You and Yours – oh dear, so dreary.

Those awful unfunny standup comedy shows/ the shouty performance poetry shows that are on at 6:30 in the evening and sometimes at 11 too.

Today in Parliament it’s far too noisy for the time of night it’s on.

Any Questions/Any Answers/Moneybox Live and anything  else at all involving public phone ins.  Just Don’t.  Isn’t Radio 5 Live the place for all that painful audience participation?

And finally those two holy cows Gardener’s Question Time and The Archers.

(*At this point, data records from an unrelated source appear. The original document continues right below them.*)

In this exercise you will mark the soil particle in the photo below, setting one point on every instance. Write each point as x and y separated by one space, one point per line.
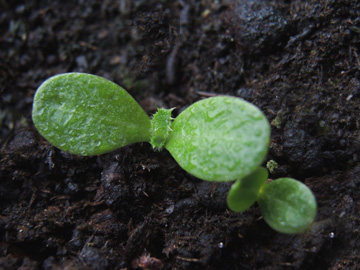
297 60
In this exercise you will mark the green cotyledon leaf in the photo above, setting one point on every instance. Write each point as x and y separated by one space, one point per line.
85 114
220 138
287 205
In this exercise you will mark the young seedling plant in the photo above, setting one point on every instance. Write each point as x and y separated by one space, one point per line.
216 139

Can’t bear ‘em

So now I’m ready for a good debate.  What are your favourites?

I wish it were over….

On a day where there was a dispiriting amount of coverage of the up coming ‘Royal Wedding’ I am grateful to Creative Review for this which made me laugh out loud, and was just the alternative view that I needed.

It was such a relief to know that there is someone else out there uninterested in the number of bridesmaids and/or if Victoria Beckham may or may not do a dress for the bride.  I like the way designer Lydia Leith thinks, and I hope she sells a few.  They would suit very nicely alongside any number of commemorative mugs, t-towels and oven gloves.

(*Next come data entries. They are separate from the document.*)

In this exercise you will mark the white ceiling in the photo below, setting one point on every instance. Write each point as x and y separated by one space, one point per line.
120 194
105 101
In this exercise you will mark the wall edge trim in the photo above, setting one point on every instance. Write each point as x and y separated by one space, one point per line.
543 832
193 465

I have the feeling that the coverage is only going to intensify over the next couple of months.

I know the arguments about how much foreign tourist revenue the Royal Family generate for the country.  I have no objection to coverage in tourist literature, OK magazine and the inside pages of the Daily Mail; but it’s not news, and I resent hearing about it on serious news programmes.

I wish it were over already, so we could all be spared.  I am no more interested in this wedding than any other strangers’.  If I was walking past a church I might pause for a minute to look at the bridal party and their guests all got up to the nines, but then I’d walk on and forget about it.  I wouldn’t expect the photographer to run after me forcing copies of the shots he’s taken into my pockets.

Perhaps I am in a minority; there are people who believe that Dot Cotton is a real person, and soap opera viewing figures increase if there’s a wedding coming, so a ‘Royal Wedding’ satisfies those viewers on both counts.

There has also been a disturbing increase in the references to Diana, and it appears to have become a great excuse to rerun stock footage of her, especially in that frilly meringue she wore on her wedding day.

I was in Australia when she died and I remember sitting in a hotel room in Cairns watching news coverage from London wondering what had happened to my homeland; it looked like everyone was insane.  I simply did not understand what motivated all those people who went into a shop, spent money to buy flowers to lay in a great pile of other flowers on a pavement, which after a couple of days were swept away by Boy Scouts drafted in specially.

It was even more peculiar to see the same flower-laying fetish being played out on the steps of Sydney Opera House.

What I did find interesting in all this wedding nonsense, however, is the absence of comment that Prince William appears to be allowed to retain his hobby job as a helicopter pilot at a time when it has just been announced that half the young RAF pilots currently in training face being made redundant.

So, meanwhile, I’m with Lydia Leith and her ‘Throne Up’.